Don’t want to migrate and leave my boyfriend

May 15, 2020

Dear Pastor,

This is the first time I am writing to you. I have a problem and I need your help. I am 18 years old and I am the only child for my mother. My parents are born Jamaicans, but they are packing up to leave the island; only our house is not yet sold.

I have been pretending that I am happy to go, but I do not want to leave. All my friends are here in Jamaica. I wanted to go to university here, but my parents told me that it would be easier for them if I go to university in the US.

I have a boyfriend and I love him so much. I don't want to go away and leave him in Jamaica. He is so cute. I don't want any girl to get my man. He is my first and only man. He is 26 years old. He has taught me everything about sex.

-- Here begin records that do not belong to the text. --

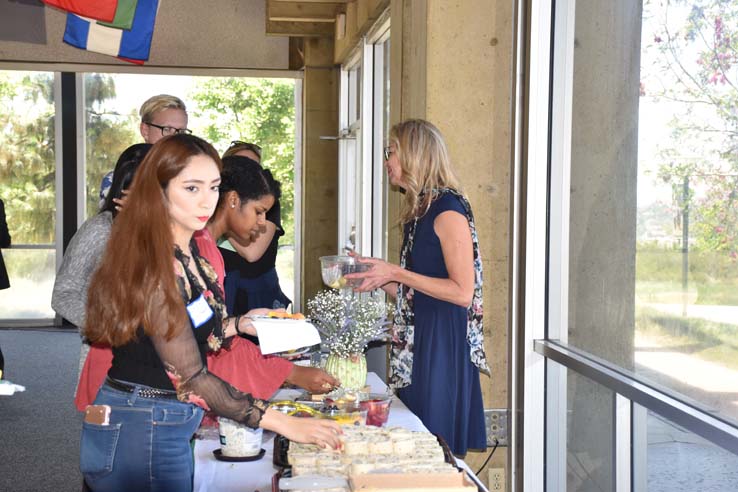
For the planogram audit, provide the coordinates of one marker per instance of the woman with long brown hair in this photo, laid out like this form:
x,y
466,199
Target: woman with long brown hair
x,y
437,347
155,300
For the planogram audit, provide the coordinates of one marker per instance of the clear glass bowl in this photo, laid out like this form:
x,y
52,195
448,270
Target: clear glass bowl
x,y
334,268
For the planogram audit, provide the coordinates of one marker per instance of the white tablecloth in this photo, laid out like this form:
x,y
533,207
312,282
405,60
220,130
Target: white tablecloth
x,y
214,475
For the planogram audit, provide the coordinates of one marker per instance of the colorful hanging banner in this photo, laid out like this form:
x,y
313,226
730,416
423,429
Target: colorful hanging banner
x,y
103,10
134,44
123,15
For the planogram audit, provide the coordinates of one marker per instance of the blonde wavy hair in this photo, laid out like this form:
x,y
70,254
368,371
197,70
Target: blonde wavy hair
x,y
424,163
158,103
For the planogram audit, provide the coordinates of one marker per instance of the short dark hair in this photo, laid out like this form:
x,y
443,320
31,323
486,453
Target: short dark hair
x,y
123,174
248,179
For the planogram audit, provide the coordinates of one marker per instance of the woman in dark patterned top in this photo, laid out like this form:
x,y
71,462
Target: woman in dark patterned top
x,y
437,347
156,301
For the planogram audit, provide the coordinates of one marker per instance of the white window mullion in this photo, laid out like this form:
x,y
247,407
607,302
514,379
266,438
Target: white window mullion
x,y
532,257
364,222
558,286
622,438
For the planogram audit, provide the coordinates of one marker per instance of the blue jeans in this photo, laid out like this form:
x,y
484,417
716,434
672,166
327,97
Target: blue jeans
x,y
146,446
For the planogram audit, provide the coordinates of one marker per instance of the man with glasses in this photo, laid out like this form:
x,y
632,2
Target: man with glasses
x,y
161,116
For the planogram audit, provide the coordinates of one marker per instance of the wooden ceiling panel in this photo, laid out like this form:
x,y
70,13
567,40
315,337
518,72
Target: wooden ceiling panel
x,y
303,18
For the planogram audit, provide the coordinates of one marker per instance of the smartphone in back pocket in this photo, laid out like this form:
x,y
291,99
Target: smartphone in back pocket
x,y
97,414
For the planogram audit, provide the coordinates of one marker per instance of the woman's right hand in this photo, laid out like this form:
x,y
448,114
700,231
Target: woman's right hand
x,y
321,432
378,275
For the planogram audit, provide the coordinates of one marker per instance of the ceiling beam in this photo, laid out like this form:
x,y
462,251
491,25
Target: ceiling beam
x,y
303,12
300,29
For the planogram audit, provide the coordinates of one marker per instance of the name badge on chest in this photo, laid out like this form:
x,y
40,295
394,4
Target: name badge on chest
x,y
199,311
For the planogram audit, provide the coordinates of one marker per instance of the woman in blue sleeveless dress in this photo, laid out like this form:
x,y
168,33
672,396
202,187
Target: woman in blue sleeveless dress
x,y
437,345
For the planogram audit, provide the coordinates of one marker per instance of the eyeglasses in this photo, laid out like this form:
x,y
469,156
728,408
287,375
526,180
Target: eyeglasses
x,y
170,130
246,146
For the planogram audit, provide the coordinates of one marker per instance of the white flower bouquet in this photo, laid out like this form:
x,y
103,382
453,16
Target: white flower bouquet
x,y
348,323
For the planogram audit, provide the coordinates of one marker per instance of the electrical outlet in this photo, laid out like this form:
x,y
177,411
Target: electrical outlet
x,y
496,479
495,420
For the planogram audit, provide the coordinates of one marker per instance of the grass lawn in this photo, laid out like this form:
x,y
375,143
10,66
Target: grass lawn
x,y
707,340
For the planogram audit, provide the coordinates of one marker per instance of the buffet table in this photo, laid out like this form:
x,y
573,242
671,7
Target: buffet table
x,y
214,475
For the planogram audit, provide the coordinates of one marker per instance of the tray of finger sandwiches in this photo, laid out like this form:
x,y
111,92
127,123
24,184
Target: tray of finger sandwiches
x,y
370,459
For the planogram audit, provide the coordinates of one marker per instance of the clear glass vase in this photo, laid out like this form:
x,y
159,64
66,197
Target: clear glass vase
x,y
350,371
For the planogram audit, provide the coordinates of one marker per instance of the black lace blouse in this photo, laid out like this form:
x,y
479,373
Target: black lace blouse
x,y
180,363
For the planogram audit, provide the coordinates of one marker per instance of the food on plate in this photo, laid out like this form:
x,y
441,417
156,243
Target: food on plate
x,y
377,410
367,449
285,315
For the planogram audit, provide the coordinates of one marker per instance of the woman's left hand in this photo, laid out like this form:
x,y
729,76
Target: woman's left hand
x,y
312,379
263,311
380,273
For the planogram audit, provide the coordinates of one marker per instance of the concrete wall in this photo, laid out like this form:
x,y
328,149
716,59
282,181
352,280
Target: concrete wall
x,y
188,33
320,162
602,220
454,68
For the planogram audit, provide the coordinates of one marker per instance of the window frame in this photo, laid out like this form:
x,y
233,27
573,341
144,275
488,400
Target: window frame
x,y
545,46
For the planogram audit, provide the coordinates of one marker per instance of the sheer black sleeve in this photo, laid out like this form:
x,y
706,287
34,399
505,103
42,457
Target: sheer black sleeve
x,y
194,384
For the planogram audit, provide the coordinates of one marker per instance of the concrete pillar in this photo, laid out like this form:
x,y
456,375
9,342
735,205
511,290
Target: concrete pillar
x,y
320,162
602,221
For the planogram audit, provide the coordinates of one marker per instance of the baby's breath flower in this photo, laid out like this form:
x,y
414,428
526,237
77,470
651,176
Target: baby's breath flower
x,y
348,323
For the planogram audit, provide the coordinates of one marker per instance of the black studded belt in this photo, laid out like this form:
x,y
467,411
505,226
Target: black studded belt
x,y
142,392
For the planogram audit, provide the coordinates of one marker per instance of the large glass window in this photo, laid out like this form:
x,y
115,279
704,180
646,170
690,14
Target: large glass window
x,y
28,189
641,256
653,242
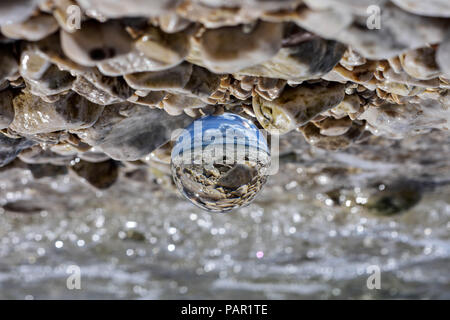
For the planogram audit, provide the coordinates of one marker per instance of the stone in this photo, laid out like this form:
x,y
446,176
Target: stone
x,y
230,49
92,43
128,132
296,106
10,148
34,29
100,175
71,111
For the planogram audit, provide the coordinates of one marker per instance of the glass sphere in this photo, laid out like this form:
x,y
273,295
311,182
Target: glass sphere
x,y
220,163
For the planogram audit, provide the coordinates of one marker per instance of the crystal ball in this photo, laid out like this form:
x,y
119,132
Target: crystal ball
x,y
220,163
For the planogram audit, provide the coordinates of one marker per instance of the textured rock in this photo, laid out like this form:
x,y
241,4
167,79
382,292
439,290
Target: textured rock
x,y
16,11
6,109
71,111
231,49
101,175
126,132
34,29
296,106
10,148
93,43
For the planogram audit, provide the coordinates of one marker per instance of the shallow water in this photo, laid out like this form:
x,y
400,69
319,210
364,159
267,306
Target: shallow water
x,y
308,235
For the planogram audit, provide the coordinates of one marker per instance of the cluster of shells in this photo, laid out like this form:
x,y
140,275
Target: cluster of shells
x,y
94,85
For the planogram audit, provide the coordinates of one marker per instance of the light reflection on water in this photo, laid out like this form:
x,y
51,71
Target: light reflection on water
x,y
300,239
135,243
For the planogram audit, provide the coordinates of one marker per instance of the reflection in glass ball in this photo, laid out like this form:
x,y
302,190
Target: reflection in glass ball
x,y
220,163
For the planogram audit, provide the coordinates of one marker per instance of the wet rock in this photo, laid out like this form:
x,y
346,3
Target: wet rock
x,y
308,59
42,77
88,90
8,65
37,155
101,89
127,132
392,202
71,111
174,78
16,11
334,127
10,148
46,170
237,176
399,121
6,109
443,56
152,99
296,106
399,32
421,64
172,23
334,143
100,175
93,43
166,49
230,49
102,9
34,29
433,8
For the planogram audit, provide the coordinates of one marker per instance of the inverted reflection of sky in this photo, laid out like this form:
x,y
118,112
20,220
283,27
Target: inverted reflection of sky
x,y
224,129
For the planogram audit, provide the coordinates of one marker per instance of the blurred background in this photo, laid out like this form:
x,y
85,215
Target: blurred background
x,y
312,233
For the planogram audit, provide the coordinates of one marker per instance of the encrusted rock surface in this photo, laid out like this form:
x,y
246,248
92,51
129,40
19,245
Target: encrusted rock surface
x,y
108,94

Even when my parents are home, he can come into the house and have sex with me and they don't know. When I told him that I do not want to leave him, he told me that he will be faithful to me and as soon as I can come back to Jamaica, we can get married.

That will take too long, Pastor, because I will have to get a job and be on my own. I do not believe that my boyfriend will stay away from any woman for so long.

He is working, so it would not be difficult for him to find another girl. Sometimes I try to reason with my father. I can talk to him much better than my mother. I know my father loves me. I can feel his love, but I do not feel love from my mother.

She doesn't abuse me in any way. But she believes that whatever she says is law. She is much younger than my father, and she is the second wife he has had. He divorced his first wife and married my mother when she was pregnant with me.

So, I have brothers and sisters who are much older than I am. My boyfriend is my big problem, because I don't want to go away and leave him.

R.A.

Dear R.A.,

I want to encourage you to look at the US as a place where you would be able to go and live with your parents. It is a land of opportunity.

Living with your parents there, you should not find it very difficult to work and study, and not find it very difficult to get ahead.

I could understand why you are hesitant, but as a young woman, you should not put a young man ahead of your future. I am not saying that you shouldn't be concerned about him, but he is only your boyfriend.

You do not know what the future holds for the both of you. You do not know whether this man will ever marry you.

You may leave and live in the US for a while and your love relationship with this young man may continue. You can never be sure whether he will be faithful or unfaithful to you.

So, please do not rebel against your parents because of this young man. As soon as you get to the US, try and get into college. Leave everything in God's hands. You cannot lose on a good education, but you can lose on a man. I wish you well.